Teurgias
Taumaturgos intervêm, motu proprio, no País Tetragonal. Cansados de esperar sentados em sólios etéreos, apiedam-se de tantos rogos e – a verdade é para ser dita - exibem mãos largas. É um ver-se-te-avias de miráculos, uma maravilha para os íncolas, crentes e incréus, que se deixam fotografar boquiabertos, extasiados, a esfregar as mãos de alto contentamento, por não se acharem merecedores de tantas graças. Aceitam-nas piamente, não vão as deidades perder a face. Se os santos da terra já pouco percebem da arte, é nobre que se criem condições para que outros, de naturalidade incógnita, obrem prodígios.
Um tandem celestial 1 acrescenta ao seu currículo vasto (a crer apenas na versão oficial, useira em omissões piedosas), uma série de intervenções portentosas que pouparam felizmente muitas vidas, no meio de muita lata retorcida. Contam-se, pelo menos quatro intervenções miraculosas, em datas recentes, envolvendo meios de locomoção terrestres, em localizações distintas, intramuros.
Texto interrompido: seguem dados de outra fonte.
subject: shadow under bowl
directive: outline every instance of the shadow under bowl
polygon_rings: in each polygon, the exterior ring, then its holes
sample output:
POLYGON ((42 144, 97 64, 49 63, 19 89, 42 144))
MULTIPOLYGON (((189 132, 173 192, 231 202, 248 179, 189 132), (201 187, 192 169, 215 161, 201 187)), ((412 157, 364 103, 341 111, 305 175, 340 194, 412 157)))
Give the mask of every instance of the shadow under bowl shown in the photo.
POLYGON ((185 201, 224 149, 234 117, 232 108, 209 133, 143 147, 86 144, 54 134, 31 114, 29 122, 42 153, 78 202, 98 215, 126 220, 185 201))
Os cuidados com a manutenção têm sido escassos, por falta de alcatrão.
Em dolina fagueira e prazenteira de terras de Ourém, na segunda terça parte do mês de Maio, já se tornou corriqueira a experimentação de uma oura, em torno do Sol. Aqui, nem é preciso fazer muitos cálculos, nem dar voltas ao toutiço. O fenómeno traz a marca da Padroeira (com o beneplácito de S. Jorge, possivelmente), que, de resto, já conhece bem os cantos à casa.
Que foi o recente regresso aos mercados, senão outra manifestação miraculosa? Houve muito peditório nas orações, a sugestionar novo oráculo. A graça terá sido da autoria de um tandem do olimpo que ainda está no segredo de muitos outros deuses (sobre S. Mateus e S. Onofre recaem muitos palpites). A fórmula mágica seduz cada vez mais povos e os justos de além-mundo não têm mãos a medir, que a fortuna não pode ser privilégio de poucos.
Anda o País Tetragonal necessitado de novo milagre. Uma ala poderosa tenta contratar D. Sebastião e o Prestes João, para que ficasse a contabilidade da Fazenda em dia. Estariam eles dispostos a arrostar contra o Papão e o Homem-Do-Saco e em defesa da honra do Zé Pagode? Parece que sim, mas a operação poderia ser morosa. Outra ala, mais realista, promove rezos, procissões, ladainhas, liturgias e peregrinações, numa tentativa de demover o Céu a equilibrar as contas, sem mais aquelas.
Estava-se nisto, quando, Deus-Pai – ao-fim-e-ao-cabo o responsável último pelos milagres – se dá conta de descantes. «Alto e para o baile, que eu quero saber por que bulas devo contrariar o destino traçado desta gente.» - terá dito na sua infinita sabedoria, enquanto se ouvia um ruído de fundo vindo do País Tetragonal profundo. «A gente aguenta!» - cantam de galo um coiro desafinado. «Não pagamos!», responsam outros coristas, na mesma moeda.
É anulada a missão impossível, os santos, Jerónimo e Bárbara de sua graça, são liberados da missão e tomam em mãos uma sortida à Gronelândia, terra donde desaparece o gelo, mesmo em tempo de frieiras. As esperanças voltam-se para a descoberta de ouro negro na imensa área de jurisdição marítima do País Tetragonal que encha as medidas à trindade austera. Os submarinos já estão a postos.